Durante boa parte do século XX, o cigarro foi o rei absoluto do marketing. Antes de ser demonizado pela medicina e pela legislação, foi o centro de algumas das campanhas publicitárias mais brilhantes, sofisticadas, manipuladoras e perigosas da história. Vendia-se com glamour, humor, pseudociência, autoridade médica, feminismo de fachada — ou com machismo escancarado.


As imagens eram impecáveis. A estratégia, perfeita. O objetivo: fazer você fumar. E funcionou. Até deixar de funcionar.


Neste artigo, fazemos um passeio pelos anúncios mais impactantes do cigarro: os mais sexistas, absurdos, escandalosos ou simplesmente criativos até a genialidade. Um testemunho visual de como a publicidade pode influenciar desejos, moldar culturas… e afetar a saúde de milhões de pessoas.


ÍNDICE



1. "Mais médicos fumam Camel do que qualquer outra marca"


Começamos com força. Nas décadas de 1940 e 1950, a Camel lançou uma campanha que mostrava médicos de jaleco branco fumando no consultório, garantindo que "a maioria" preferia a sua marca. Essa série de anúncios é hoje um exemplo claro de publicidade enganosa baseada em falsa autoridade.


"A maioria dos médicos fuma Camel mais do que qualquer outro cigarro" (anos 1960) Publicidade da Camel
"A maioria dos médicos fuma Camel mais do que qualquer outro cigarro" (anos 1960). Publicidade da Camel

A estética era impecável: preto e branco, iluminação bem trabalhada, linguagem técnica. Se o médico fumava, você também podia.


O mais perverso é que, em muitos casos, os médicos realmente fumavam. Não era invenção. Só que ninguém contava o que acontecia nos pulmões deles.


👉 Na Espanha, havia os cigarros balsâmicos antiasmáticos do Dr. Andreu.

"Me curei fumando" (anos 1930) Publicidade dos cigarros balsâmicos do Dr.
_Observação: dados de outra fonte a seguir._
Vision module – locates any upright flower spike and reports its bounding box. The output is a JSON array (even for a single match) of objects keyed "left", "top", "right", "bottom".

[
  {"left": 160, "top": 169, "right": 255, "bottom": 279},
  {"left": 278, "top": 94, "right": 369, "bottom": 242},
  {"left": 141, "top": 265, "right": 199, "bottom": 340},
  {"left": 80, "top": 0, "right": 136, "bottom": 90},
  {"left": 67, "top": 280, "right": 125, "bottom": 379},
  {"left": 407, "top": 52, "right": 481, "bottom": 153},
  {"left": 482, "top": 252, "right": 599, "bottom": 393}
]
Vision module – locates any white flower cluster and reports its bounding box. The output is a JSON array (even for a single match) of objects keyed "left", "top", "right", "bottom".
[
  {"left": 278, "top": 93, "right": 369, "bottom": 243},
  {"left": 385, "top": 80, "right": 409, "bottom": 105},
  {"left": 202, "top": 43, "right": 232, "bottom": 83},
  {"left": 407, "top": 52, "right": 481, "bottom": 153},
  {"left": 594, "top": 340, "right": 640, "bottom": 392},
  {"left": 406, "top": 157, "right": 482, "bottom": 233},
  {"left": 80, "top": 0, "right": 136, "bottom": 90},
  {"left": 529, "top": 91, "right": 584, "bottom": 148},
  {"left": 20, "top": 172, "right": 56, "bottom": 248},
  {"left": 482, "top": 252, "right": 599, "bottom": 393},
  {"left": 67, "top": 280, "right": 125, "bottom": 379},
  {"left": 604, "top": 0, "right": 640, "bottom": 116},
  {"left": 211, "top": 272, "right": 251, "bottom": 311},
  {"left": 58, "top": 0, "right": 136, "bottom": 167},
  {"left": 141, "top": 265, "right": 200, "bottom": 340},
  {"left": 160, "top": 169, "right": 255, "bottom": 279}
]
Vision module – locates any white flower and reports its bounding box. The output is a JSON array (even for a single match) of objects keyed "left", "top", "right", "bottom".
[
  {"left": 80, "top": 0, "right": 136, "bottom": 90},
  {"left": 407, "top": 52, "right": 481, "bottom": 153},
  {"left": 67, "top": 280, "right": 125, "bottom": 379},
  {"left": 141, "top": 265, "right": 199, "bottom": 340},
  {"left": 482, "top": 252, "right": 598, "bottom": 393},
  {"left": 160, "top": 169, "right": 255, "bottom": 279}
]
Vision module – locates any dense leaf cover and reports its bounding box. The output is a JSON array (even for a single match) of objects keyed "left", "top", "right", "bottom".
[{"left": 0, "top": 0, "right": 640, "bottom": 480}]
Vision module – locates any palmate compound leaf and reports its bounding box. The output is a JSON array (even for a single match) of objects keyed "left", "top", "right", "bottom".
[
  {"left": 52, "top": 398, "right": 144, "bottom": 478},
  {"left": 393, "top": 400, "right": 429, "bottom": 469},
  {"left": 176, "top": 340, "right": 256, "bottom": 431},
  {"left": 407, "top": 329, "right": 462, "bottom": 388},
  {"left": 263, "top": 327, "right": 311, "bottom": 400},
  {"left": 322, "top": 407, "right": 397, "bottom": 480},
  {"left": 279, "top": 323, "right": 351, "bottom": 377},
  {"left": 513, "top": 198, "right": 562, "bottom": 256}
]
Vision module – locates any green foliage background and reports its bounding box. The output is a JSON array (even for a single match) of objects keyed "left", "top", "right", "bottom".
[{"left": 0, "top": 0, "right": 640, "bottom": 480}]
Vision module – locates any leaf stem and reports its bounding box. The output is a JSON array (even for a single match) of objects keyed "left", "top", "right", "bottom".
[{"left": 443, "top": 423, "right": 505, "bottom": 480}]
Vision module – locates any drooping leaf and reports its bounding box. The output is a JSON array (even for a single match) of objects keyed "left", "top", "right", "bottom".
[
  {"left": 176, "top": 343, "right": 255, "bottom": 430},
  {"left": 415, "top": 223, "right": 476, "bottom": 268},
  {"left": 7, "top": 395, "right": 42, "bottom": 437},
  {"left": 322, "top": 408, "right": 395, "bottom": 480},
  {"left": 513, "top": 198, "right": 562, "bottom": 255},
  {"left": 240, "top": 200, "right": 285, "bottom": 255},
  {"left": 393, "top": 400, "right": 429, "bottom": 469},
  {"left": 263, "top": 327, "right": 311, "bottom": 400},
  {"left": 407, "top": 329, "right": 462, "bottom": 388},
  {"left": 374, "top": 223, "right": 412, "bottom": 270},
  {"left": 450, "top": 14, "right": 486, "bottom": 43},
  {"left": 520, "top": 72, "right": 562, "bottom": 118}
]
Andreu
"Me curei fumando" (anos 1930). Publicidade dos cigarros balsâmicos do Dr. Andreu

Este artigo documenta a história do laboratório do Dr. Andreu, incluindo os cigarros balsâmicos, com fotografias e contexto sobre como eram vendidos como um tratamento "terapêutico".




2. Lucky Strike e a magreza como promessa: “Escolha um Lucky em vez de um doce”


Em plena obsessão pelos padrões de beleza magros e esbeltos, a Lucky Strike encontrou a fórmula perfeita: substituir a sobremesa por um cigarro. Assim, em vez de engordar, você emagreceria. Ou pelo menos era isso que dizia a campanha.


Essa mensagem não só era falsa e perigosa, como também explorava uma vulnerabilidade histórica das mulheres: o controle do próprio corpo.


O design gráfico desses anúncios era elegante, sóbrio, bem típico dos anos 30 e 40. Uma estética refinada a serviço de uma mensagem tóxica (literalmente).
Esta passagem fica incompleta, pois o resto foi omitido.